Not all car accidents involve more than one vehicle, and not all accidents come at the fault of a driver. Road conditions and equipment are sometimes the culprit. Just because you’ve been in a single car accident doesn’t mean you’re at fault: there may be a problem with your vehicle, poor road maintenance or design, or you may have hit an animal in the road (or swerved to avoid one and hit something else instead).
What to do in a single car accident
Like in other collisions, the first step is to pull over and assess the situation. Make sure that the roadway is clear and your stopping position is safe for other traffic.
- Check for injury and damage to the vehicle.
- File a police report.
Even with a single car accident, a police report is required if the vehicle’s damage is over $500 or in case of any injury, including to the driver.

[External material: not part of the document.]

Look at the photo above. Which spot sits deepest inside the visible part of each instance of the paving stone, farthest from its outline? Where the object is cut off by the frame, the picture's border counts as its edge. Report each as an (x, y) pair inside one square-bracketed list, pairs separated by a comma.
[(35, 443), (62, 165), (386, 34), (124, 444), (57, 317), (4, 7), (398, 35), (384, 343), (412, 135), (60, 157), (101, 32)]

- Document any damages and injuries.
While this may be included in the police report, keep details notes and photographs of what happened, when it happened and what the road conditions were.
While many single car accidents are determined to be the driver’s fault, there are exceptions. Wildlife related collisions are generally not the liability of another driver, nor are accidents caused by driving too fast for road conditions (including weather), but many single car accidents are the result of external factors that were caused by others.
- Another driver
If another car in the road was involved but was not damaged in a collision that driver may still be liable, such as an inattentive driver that caused you to leave your designated lane and crash.
- Equipment failure
If the vehicle malfunctions due to faulty design or construction, then the manufacturer may be liable.
- Poor road maintenance or signage
This does not include bad weather. Instead, if a road’s physical condition is so poor that the vehicle could not operate properly, or if poorly placed signs are a factor in the accident, the road’s managing entity may be at fault.
Even in a single car crash, drivers should document and report any damages that led to the accident. Just because no other cars were damaged doesn’t always mean the driver is to blame.